Background Left atrial (LA) dilation is associated with increased risk of atrial fibrillation (AF), heart failure and cardiac arrest in patients with hypertrophic cardiomyopathy (HCM). The factors that influence LA remodelling in HCM are not well described. This study was undertaken to identify factors that influence the rate of LA remodelling and subsequent development of atrial fibrillation in HCM.
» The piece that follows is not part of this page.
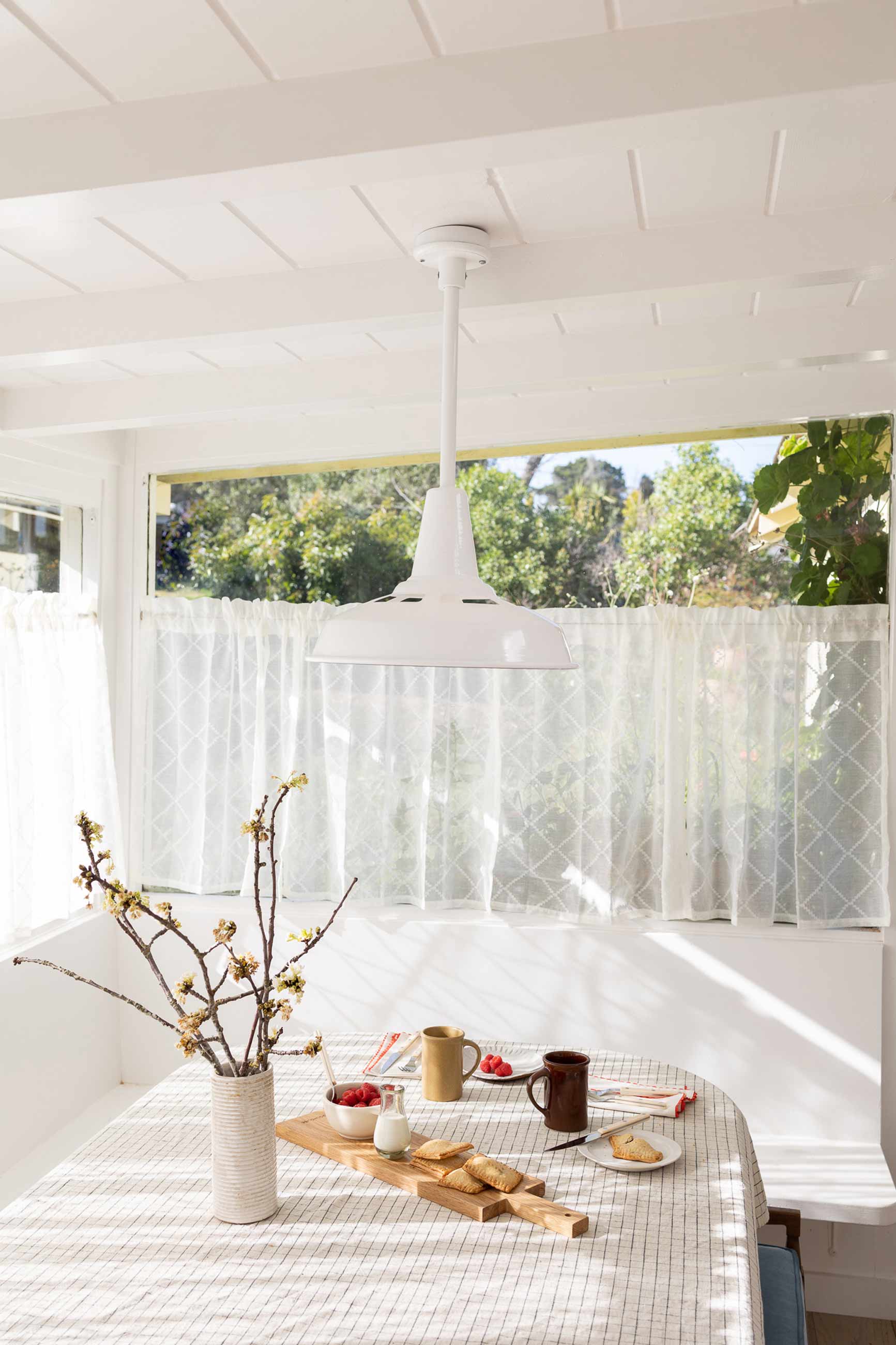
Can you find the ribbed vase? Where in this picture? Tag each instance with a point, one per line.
(244, 1148)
Methods Baseline and follow-up echocardiograms were analysed by an experienced echocardiographer blinded to clinical factors or outcomes in an HCM patient cohort. Exclusion criteria were <1 year between first and last echocardiogram, AF was present before follow-up echocardiogram, prior myectomy, or poor image quality. Clinical features and associated outcomes were obtained from medical records. The rate of LA remodelling was calculated by dividing the change in size by the time (in years) between studies. Multivariable linear and logistic regression were used to identify factors associated with LA remodelling and incident AF after controlling for age and body surface area (BSA).
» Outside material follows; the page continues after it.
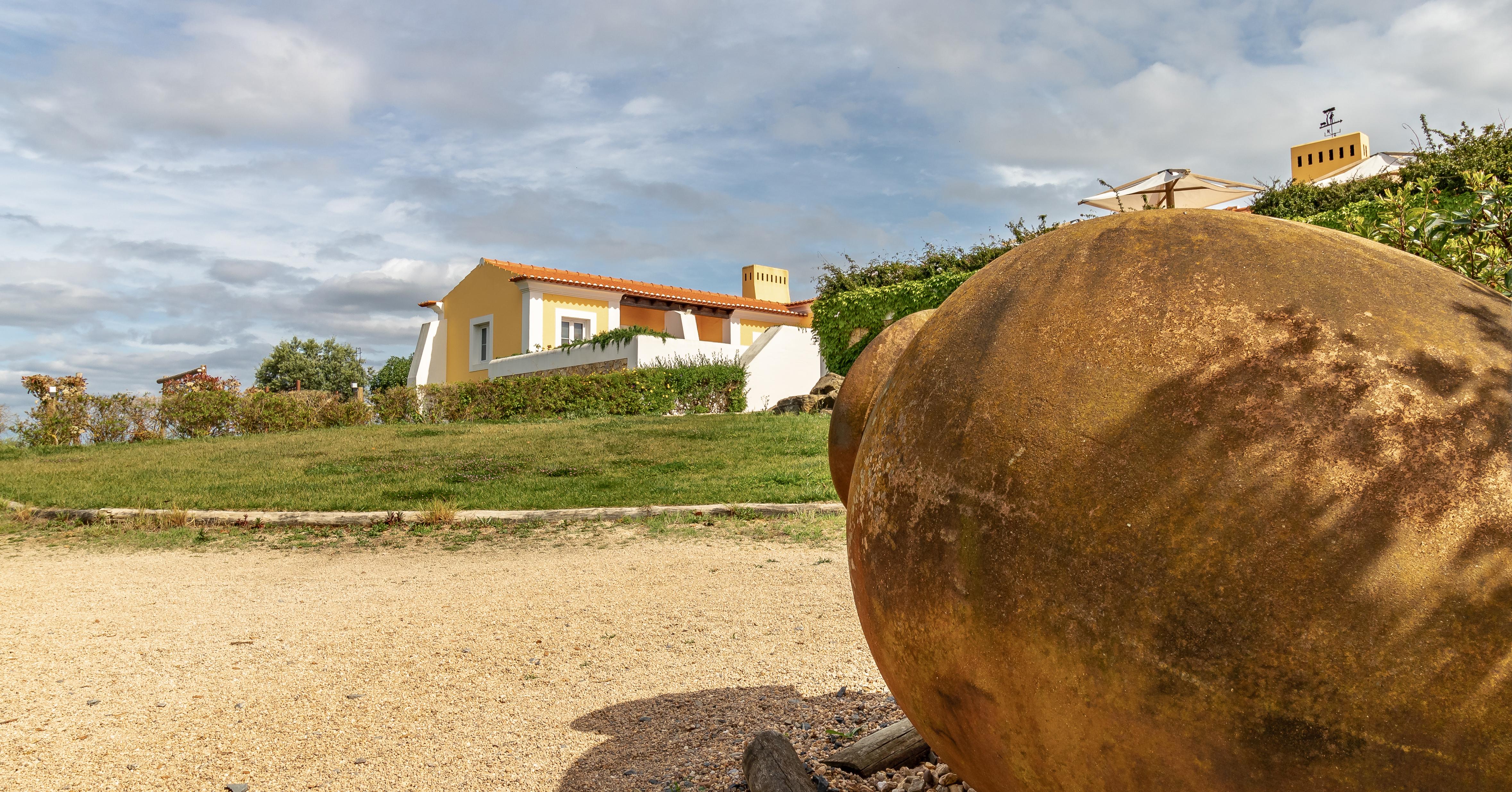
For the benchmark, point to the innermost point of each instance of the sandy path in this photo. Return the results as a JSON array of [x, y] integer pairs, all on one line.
[[422, 664]]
Results A total of 205 HCM patients were studied: mean age 44.4±15.8 years, 40% female, 41% had sarcomere mutations, NYHA class I/II/III 61%/30%/9%, septal thickness 17±5 mm, LV ejection fraction (LVEF) 65%±9%, 30% had obstruction (LV outflow tract gradient ≥30 mm Hg at rest or ≥50 mmHg with Valsalva). At baseline, LA diameter was 4.1±0.6 cm (range 2.4–6.2) and LA volume indexed to BSA (LAVi) was 34±12 ml/m2 (range 11–75) with at least mild LA enlargement present in over 50%. Over a median 5.0 years (IQR 2.7–7.8) follow up, LA diameter increased by 0.2±0.4 cm and LAVi by 5±10 ml/m2. The baseline ratio of the peak E-wave velocity to septal TDI e’ velocity (E/e’) and estimated pulmonary artery systolic pressure were significantly associated with LA enlargement (p=0.0007 and 0.049 respectively). The relationship between E/e’ remained significant after controlling for age, BSA, LVOT gradient, LVEF, and mitral regurgitation. In univariate and multivariate analyses, other clinical and echocardiographic variables, including age, genetic status, blood pressure, LVEF, and the presence or degree of LVOT obstruction, were not associated with LA remodelling. Incident AF developed in 35 patients (17%). Baseline LA diameter was larger (4.5 vs. 4.0 cm, p<0.01) in patients who developed AF. In a multivariable model including age, BSA, and baseline E/e, baseline LA size (p=0.007) and rate of LA enlargement (p=0.01) were significantly associated with the development of AF.
Conclusions Remodelling of the LA is a common feature of HCM that is progressive and associated with future development of AF. E/e’, rather than obstruction, was strongly associated with progressive LA remodelling in this cohort. These findings support the importance of altered myocardial function and haemodynamics in LA remodelling in HCM.